Tuesday, February 16, 2016 by usafeaturesmedia
(BigGovernment.news) As tens of millions of Americans were preparing for Thanksgiving, the Obama regime was preparing to release thousands of new regulations sure to further stifle economic growth and add additional costs to goods and services.
Also, noted The Daily Caller, which reported that the administration unleashed 2,224 new federal rules, the actions portend what the president has in mind to accomplish before he leaves office in just over a year.
President Obama’s Unified Agenda for Fall 2015 is his regulatory roadmap, and it laid out the myriad of regulations that will be finalized in the coming months. Obama stuck to his habit of releasing the agenda late on a Friday evening before a major holiday, so as to gain maximum concealment.
The president’s Spring 2015 agenda was stuffed with more than 2,300 regulations and was released on the evening of the Memorial Day weekend. And in fall 2014, the agenda containing more than 3,400 rules was released the Friday before Thanksgiving.
Though the latest agenda contains fewer new rules, it nevertheless is an indication of what Obama has planned before he leaves office in January 2017 – a raft of new regulatory burdens on top of the millions of pages of existing rules and regulations that already cost businesses and consumers more than $1.8 trillion annually, according to the Competitive Enterprise Institute.

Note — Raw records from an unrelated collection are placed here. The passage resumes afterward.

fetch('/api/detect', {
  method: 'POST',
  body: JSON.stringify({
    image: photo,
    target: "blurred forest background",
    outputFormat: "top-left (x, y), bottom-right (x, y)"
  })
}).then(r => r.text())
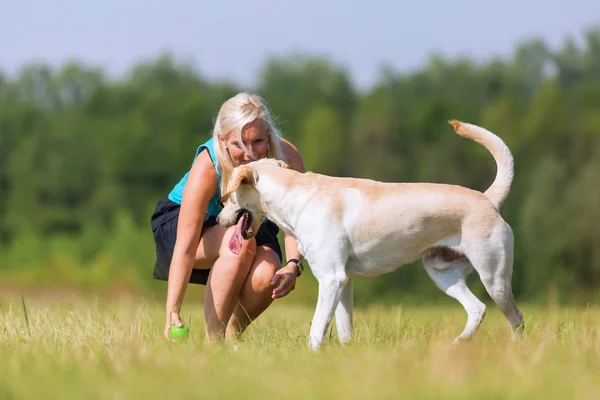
top-left (1, 27), bottom-right (600, 306)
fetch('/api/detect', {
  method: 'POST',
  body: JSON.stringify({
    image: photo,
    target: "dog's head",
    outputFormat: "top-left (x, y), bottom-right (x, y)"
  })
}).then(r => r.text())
top-left (217, 159), bottom-right (289, 253)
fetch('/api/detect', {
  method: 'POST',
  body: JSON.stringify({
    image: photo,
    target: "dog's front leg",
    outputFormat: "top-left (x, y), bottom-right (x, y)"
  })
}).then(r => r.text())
top-left (335, 279), bottom-right (353, 345)
top-left (309, 274), bottom-right (348, 351)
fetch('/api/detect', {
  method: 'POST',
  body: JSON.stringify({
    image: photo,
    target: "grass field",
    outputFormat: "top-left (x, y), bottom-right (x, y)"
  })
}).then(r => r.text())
top-left (1, 292), bottom-right (599, 399)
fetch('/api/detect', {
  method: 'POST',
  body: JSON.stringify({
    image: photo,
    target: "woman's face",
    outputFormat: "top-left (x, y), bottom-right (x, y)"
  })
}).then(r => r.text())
top-left (222, 119), bottom-right (269, 166)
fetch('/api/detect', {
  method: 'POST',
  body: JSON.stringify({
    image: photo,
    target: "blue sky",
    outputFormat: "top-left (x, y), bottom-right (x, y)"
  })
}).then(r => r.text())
top-left (1, 0), bottom-right (598, 89)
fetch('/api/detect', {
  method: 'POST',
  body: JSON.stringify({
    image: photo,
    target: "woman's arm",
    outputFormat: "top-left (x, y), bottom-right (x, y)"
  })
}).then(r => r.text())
top-left (281, 138), bottom-right (306, 261)
top-left (165, 151), bottom-right (218, 318)
top-left (271, 138), bottom-right (307, 299)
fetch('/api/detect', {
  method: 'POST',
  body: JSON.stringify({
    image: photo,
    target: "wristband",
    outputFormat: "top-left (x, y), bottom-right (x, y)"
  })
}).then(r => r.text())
top-left (287, 258), bottom-right (304, 277)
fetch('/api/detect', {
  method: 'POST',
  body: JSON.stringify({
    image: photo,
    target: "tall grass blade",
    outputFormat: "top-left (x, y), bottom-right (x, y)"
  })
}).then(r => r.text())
top-left (21, 293), bottom-right (31, 337)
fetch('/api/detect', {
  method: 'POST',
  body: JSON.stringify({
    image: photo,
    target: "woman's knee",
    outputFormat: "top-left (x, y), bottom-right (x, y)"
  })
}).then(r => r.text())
top-left (194, 225), bottom-right (259, 275)
top-left (249, 264), bottom-right (277, 294)
top-left (245, 248), bottom-right (280, 294)
top-left (218, 226), bottom-right (258, 266)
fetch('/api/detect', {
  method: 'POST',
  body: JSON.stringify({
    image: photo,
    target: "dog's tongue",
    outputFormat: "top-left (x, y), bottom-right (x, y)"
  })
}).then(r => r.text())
top-left (228, 212), bottom-right (247, 255)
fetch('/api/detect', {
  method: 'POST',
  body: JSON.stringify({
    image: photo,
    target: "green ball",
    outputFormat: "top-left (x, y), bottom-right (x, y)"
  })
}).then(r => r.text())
top-left (169, 324), bottom-right (190, 340)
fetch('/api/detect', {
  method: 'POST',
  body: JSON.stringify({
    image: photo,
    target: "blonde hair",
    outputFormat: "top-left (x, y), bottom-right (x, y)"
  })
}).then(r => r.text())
top-left (212, 92), bottom-right (286, 195)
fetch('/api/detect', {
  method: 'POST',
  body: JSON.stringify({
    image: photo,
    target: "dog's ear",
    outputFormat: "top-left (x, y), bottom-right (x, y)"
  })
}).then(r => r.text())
top-left (221, 166), bottom-right (256, 203)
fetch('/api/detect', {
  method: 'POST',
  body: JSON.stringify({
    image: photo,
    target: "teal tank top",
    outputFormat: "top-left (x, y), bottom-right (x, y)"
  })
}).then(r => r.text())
top-left (168, 137), bottom-right (224, 217)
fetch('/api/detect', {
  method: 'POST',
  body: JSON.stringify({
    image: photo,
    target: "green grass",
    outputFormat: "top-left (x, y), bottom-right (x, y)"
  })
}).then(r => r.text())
top-left (1, 292), bottom-right (599, 399)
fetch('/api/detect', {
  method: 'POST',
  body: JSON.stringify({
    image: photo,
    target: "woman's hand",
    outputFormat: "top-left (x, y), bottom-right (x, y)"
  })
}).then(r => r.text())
top-left (270, 262), bottom-right (298, 299)
top-left (164, 309), bottom-right (184, 340)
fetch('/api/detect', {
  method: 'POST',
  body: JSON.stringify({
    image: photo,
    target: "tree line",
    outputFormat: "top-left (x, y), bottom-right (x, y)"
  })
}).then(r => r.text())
top-left (1, 27), bottom-right (600, 303)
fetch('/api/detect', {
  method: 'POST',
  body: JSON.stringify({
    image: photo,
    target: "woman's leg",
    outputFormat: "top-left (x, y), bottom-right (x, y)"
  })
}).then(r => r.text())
top-left (225, 246), bottom-right (281, 339)
top-left (194, 224), bottom-right (258, 342)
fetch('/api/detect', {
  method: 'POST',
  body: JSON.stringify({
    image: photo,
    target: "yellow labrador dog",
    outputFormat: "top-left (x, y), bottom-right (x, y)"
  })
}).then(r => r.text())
top-left (218, 121), bottom-right (524, 350)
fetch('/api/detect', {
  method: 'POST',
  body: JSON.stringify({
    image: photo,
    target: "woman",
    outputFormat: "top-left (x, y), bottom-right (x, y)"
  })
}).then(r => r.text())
top-left (150, 92), bottom-right (306, 342)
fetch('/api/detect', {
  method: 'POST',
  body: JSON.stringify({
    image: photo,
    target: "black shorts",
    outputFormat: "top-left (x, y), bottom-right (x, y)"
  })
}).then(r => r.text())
top-left (150, 196), bottom-right (283, 285)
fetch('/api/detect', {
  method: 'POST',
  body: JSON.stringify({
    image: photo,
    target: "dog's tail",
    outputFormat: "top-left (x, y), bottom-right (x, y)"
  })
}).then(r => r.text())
top-left (448, 120), bottom-right (514, 209)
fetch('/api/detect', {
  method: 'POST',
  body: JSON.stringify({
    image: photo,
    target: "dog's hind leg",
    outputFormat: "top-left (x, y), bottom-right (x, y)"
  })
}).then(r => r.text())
top-left (335, 279), bottom-right (353, 345)
top-left (422, 255), bottom-right (487, 342)
top-left (309, 270), bottom-right (349, 351)
top-left (465, 225), bottom-right (524, 339)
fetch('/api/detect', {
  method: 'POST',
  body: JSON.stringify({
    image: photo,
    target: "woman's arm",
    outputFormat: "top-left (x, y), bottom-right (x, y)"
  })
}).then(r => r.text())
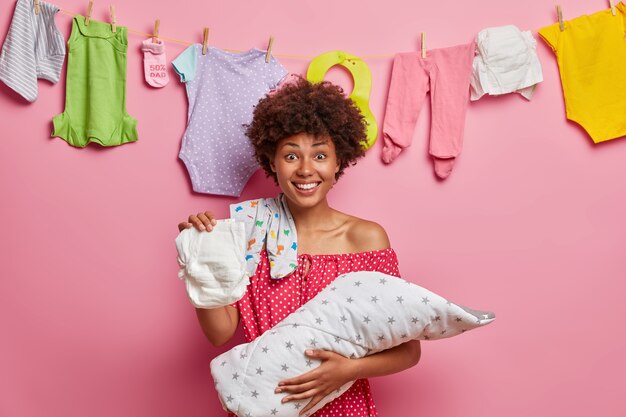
top-left (179, 211), bottom-right (240, 347)
top-left (277, 341), bottom-right (421, 415)
top-left (195, 306), bottom-right (240, 347)
top-left (351, 339), bottom-right (421, 378)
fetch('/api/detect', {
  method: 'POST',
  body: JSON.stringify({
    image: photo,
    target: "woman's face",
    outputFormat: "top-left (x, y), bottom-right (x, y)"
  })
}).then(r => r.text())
top-left (270, 133), bottom-right (340, 210)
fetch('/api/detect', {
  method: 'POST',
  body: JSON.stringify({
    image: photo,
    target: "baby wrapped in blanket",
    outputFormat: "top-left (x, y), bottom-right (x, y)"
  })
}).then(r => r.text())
top-left (210, 270), bottom-right (495, 417)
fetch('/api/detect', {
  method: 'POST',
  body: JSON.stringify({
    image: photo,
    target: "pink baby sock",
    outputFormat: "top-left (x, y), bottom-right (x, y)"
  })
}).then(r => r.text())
top-left (142, 38), bottom-right (169, 88)
top-left (433, 158), bottom-right (456, 179)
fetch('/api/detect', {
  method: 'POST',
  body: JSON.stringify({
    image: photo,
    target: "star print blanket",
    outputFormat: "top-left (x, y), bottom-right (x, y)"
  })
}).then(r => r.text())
top-left (210, 271), bottom-right (495, 417)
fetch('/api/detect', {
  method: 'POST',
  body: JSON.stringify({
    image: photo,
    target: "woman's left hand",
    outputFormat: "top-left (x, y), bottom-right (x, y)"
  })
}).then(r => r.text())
top-left (276, 349), bottom-right (357, 415)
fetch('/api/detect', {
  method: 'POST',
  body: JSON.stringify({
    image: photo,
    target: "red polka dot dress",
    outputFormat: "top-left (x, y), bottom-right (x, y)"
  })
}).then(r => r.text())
top-left (230, 248), bottom-right (401, 417)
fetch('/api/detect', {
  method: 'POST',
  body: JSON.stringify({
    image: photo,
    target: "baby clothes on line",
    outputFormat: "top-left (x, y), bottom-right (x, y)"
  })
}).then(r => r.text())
top-left (175, 220), bottom-right (248, 309)
top-left (52, 16), bottom-right (138, 147)
top-left (142, 38), bottom-right (169, 88)
top-left (0, 0), bottom-right (65, 102)
top-left (471, 25), bottom-right (543, 101)
top-left (539, 3), bottom-right (626, 143)
top-left (229, 194), bottom-right (297, 279)
top-left (382, 41), bottom-right (475, 179)
top-left (172, 45), bottom-right (288, 197)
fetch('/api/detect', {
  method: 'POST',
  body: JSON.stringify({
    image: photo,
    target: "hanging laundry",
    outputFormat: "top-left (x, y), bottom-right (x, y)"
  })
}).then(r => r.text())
top-left (471, 25), bottom-right (543, 101)
top-left (142, 38), bottom-right (169, 88)
top-left (52, 16), bottom-right (138, 147)
top-left (382, 41), bottom-right (475, 179)
top-left (172, 45), bottom-right (288, 197)
top-left (0, 0), bottom-right (65, 102)
top-left (539, 3), bottom-right (626, 143)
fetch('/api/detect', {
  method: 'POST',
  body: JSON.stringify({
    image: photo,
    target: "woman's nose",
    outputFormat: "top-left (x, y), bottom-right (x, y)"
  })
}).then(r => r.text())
top-left (296, 158), bottom-right (313, 176)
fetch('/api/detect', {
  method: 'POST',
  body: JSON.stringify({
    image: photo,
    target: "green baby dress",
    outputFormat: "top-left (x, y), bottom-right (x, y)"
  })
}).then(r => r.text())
top-left (52, 15), bottom-right (137, 147)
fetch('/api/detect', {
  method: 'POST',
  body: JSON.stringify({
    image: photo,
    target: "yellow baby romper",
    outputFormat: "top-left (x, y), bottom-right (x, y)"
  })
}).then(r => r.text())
top-left (539, 2), bottom-right (626, 143)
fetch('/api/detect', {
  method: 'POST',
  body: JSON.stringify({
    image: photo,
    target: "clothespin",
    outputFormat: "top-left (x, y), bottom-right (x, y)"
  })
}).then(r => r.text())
top-left (85, 0), bottom-right (94, 26)
top-left (202, 27), bottom-right (209, 55)
top-left (34, 0), bottom-right (40, 15)
top-left (421, 32), bottom-right (426, 58)
top-left (265, 36), bottom-right (275, 63)
top-left (556, 5), bottom-right (564, 31)
top-left (609, 1), bottom-right (616, 16)
top-left (110, 5), bottom-right (116, 33)
top-left (152, 19), bottom-right (160, 43)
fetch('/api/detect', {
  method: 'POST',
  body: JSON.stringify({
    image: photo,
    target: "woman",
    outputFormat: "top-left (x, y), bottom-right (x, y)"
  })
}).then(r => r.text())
top-left (179, 77), bottom-right (421, 417)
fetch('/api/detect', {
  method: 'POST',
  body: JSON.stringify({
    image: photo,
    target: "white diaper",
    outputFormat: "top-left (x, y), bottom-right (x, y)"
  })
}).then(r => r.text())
top-left (471, 25), bottom-right (543, 101)
top-left (175, 219), bottom-right (248, 309)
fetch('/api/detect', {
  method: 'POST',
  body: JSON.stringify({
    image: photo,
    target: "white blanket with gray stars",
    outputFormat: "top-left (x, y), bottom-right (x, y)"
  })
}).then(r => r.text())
top-left (210, 271), bottom-right (495, 417)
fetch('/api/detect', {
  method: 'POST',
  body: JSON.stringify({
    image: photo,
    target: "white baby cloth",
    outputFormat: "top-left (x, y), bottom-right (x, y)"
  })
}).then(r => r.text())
top-left (175, 219), bottom-right (248, 308)
top-left (471, 25), bottom-right (543, 101)
top-left (229, 194), bottom-right (298, 279)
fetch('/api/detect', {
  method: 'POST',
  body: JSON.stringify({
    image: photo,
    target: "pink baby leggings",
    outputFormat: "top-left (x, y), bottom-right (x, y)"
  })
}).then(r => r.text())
top-left (382, 41), bottom-right (475, 179)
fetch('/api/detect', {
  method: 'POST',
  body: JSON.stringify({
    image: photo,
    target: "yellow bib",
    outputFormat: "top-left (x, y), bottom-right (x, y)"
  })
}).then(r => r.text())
top-left (306, 51), bottom-right (378, 150)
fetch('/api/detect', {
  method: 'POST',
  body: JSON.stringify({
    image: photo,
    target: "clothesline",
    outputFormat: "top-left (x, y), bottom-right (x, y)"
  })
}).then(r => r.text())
top-left (57, 9), bottom-right (395, 60)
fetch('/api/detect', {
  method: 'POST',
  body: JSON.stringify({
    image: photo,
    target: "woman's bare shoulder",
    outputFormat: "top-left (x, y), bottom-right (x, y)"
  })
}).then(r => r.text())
top-left (344, 215), bottom-right (391, 252)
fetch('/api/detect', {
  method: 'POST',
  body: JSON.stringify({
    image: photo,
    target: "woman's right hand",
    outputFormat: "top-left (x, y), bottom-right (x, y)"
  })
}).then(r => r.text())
top-left (177, 211), bottom-right (218, 232)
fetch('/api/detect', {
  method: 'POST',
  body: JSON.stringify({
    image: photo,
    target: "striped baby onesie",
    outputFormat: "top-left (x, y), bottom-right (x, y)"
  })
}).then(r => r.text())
top-left (0, 0), bottom-right (65, 102)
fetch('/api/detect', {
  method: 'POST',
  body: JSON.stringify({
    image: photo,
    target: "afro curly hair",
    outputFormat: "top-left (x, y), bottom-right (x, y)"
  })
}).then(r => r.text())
top-left (246, 76), bottom-right (367, 184)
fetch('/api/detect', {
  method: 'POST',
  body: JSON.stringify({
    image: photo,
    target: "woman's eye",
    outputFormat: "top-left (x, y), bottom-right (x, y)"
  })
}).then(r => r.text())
top-left (315, 153), bottom-right (327, 160)
top-left (285, 153), bottom-right (297, 161)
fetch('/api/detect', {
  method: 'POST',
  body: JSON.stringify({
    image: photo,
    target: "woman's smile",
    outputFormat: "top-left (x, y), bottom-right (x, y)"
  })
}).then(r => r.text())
top-left (292, 181), bottom-right (322, 194)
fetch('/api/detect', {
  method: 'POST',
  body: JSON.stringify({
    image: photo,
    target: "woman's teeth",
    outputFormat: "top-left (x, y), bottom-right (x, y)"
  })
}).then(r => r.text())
top-left (295, 182), bottom-right (319, 190)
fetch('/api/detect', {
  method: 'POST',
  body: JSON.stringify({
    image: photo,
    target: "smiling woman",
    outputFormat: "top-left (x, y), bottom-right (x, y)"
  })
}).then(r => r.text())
top-left (271, 133), bottom-right (340, 210)
top-left (178, 77), bottom-right (421, 417)
top-left (246, 76), bottom-right (367, 183)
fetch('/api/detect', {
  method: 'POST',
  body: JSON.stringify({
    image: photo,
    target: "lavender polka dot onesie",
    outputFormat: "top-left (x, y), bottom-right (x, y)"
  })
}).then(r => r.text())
top-left (173, 45), bottom-right (288, 196)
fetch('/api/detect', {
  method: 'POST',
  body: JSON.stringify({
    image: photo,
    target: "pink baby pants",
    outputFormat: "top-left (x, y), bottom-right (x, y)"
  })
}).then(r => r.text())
top-left (382, 41), bottom-right (475, 179)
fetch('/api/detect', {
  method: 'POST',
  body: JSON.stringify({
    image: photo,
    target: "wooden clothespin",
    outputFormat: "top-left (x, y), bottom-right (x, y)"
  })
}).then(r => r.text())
top-left (152, 19), bottom-right (160, 43)
top-left (609, 1), bottom-right (616, 16)
top-left (556, 5), bottom-right (564, 31)
top-left (265, 36), bottom-right (275, 63)
top-left (202, 27), bottom-right (209, 55)
top-left (34, 0), bottom-right (40, 15)
top-left (85, 0), bottom-right (94, 26)
top-left (110, 5), bottom-right (116, 33)
top-left (421, 32), bottom-right (426, 58)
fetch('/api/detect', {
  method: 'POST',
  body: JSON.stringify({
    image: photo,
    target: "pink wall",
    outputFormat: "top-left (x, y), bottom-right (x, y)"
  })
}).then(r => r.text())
top-left (1, 0), bottom-right (625, 416)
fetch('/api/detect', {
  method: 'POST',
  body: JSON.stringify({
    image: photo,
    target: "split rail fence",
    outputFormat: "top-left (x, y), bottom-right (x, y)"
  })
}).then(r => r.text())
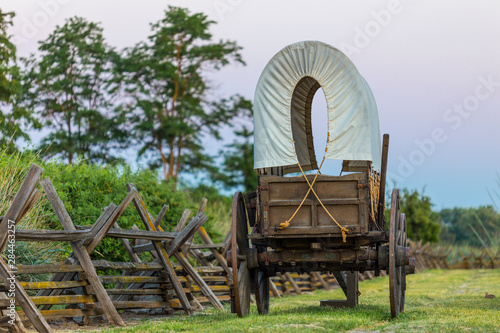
top-left (0, 164), bottom-right (496, 332)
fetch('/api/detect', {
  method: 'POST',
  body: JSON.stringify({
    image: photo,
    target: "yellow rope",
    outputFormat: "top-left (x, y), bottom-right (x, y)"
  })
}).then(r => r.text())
top-left (277, 155), bottom-right (326, 230)
top-left (278, 137), bottom-right (349, 242)
top-left (368, 171), bottom-right (380, 222)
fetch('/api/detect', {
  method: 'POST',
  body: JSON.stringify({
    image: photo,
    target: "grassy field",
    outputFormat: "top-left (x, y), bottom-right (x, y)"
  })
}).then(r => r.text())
top-left (98, 269), bottom-right (499, 332)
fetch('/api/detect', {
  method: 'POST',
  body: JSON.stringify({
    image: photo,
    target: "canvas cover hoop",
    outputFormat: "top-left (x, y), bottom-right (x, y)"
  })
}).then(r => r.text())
top-left (253, 41), bottom-right (382, 174)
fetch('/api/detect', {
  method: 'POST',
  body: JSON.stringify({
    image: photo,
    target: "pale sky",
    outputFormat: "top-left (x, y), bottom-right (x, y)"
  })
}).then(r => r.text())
top-left (1, 0), bottom-right (499, 209)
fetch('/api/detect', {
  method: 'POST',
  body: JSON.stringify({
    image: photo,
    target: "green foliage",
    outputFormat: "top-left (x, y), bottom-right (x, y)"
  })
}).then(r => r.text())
top-left (0, 10), bottom-right (37, 149)
top-left (40, 161), bottom-right (189, 261)
top-left (117, 6), bottom-right (250, 181)
top-left (395, 188), bottom-right (442, 243)
top-left (1, 146), bottom-right (233, 262)
top-left (212, 126), bottom-right (257, 193)
top-left (439, 206), bottom-right (500, 247)
top-left (22, 16), bottom-right (126, 164)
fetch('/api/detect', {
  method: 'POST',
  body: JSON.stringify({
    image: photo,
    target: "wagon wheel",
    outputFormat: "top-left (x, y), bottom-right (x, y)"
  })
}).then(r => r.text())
top-left (389, 188), bottom-right (407, 318)
top-left (253, 268), bottom-right (269, 315)
top-left (231, 192), bottom-right (251, 317)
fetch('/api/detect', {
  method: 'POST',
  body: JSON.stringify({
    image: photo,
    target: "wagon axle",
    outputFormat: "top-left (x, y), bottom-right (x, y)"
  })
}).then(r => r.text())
top-left (227, 244), bottom-right (411, 271)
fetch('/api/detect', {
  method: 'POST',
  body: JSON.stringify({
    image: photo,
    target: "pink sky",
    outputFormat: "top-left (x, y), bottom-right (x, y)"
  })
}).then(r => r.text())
top-left (2, 0), bottom-right (500, 208)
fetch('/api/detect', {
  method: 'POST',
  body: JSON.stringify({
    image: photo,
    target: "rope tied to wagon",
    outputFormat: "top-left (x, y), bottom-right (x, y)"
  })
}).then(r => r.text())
top-left (278, 136), bottom-right (349, 242)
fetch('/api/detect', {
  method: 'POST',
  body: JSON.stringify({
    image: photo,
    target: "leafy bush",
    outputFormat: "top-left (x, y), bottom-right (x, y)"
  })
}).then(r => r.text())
top-left (440, 206), bottom-right (500, 247)
top-left (1, 148), bottom-right (232, 263)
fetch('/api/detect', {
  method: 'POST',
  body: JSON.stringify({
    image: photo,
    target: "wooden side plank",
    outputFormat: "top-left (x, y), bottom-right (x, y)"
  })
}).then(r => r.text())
top-left (41, 178), bottom-right (125, 327)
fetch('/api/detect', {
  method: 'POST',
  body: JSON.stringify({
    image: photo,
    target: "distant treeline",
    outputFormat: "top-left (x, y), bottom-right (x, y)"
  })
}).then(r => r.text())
top-left (0, 6), bottom-right (254, 191)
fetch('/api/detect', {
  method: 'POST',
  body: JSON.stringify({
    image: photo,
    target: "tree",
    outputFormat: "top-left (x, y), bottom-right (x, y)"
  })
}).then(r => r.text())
top-left (394, 188), bottom-right (442, 243)
top-left (0, 9), bottom-right (36, 148)
top-left (118, 6), bottom-right (250, 182)
top-left (213, 126), bottom-right (257, 193)
top-left (440, 206), bottom-right (500, 247)
top-left (22, 17), bottom-right (125, 163)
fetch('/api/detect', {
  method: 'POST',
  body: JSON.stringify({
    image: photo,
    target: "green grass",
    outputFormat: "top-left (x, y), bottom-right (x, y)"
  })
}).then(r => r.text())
top-left (98, 269), bottom-right (500, 333)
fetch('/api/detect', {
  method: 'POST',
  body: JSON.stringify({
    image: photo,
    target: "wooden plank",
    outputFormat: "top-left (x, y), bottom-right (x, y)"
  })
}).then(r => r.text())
top-left (126, 183), bottom-right (193, 315)
top-left (131, 242), bottom-right (225, 254)
top-left (41, 178), bottom-right (125, 327)
top-left (15, 229), bottom-right (91, 242)
top-left (269, 278), bottom-right (280, 298)
top-left (176, 209), bottom-right (192, 232)
top-left (112, 301), bottom-right (170, 310)
top-left (0, 257), bottom-right (51, 333)
top-left (0, 164), bottom-right (43, 252)
top-left (166, 205), bottom-right (221, 310)
top-left (312, 272), bottom-right (332, 291)
top-left (104, 289), bottom-right (164, 296)
top-left (189, 285), bottom-right (229, 293)
top-left (0, 291), bottom-right (26, 332)
top-left (17, 308), bottom-right (100, 321)
top-left (17, 189), bottom-right (43, 223)
top-left (20, 280), bottom-right (87, 290)
top-left (105, 228), bottom-right (177, 241)
top-left (174, 252), bottom-right (223, 310)
top-left (196, 227), bottom-right (233, 283)
top-left (154, 204), bottom-right (169, 229)
top-left (282, 273), bottom-right (302, 295)
top-left (93, 260), bottom-right (163, 272)
top-left (0, 295), bottom-right (96, 307)
top-left (98, 275), bottom-right (164, 284)
top-left (16, 264), bottom-right (84, 275)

The new rules will include major energy and environmental regulations that are already being contested in federal court, such as new rules for coal mines and regulations that ban common pesticides.
As reported by The DC, during a one-week period in November the Obama Administration issued $1.8 billion in new regulatory costs, according to an analysis by the American Action Forum. That brought the total cost of regulations in 2015 to $183 billion – about half from final rules and the other portion from proposed rule.
“Observed nonattainment counties experienced losses of $56.5 billion in total wage earnings, $690 in pay per worker, and 242,000 jobs between 2008 and 2013,” according to AAF policy experts.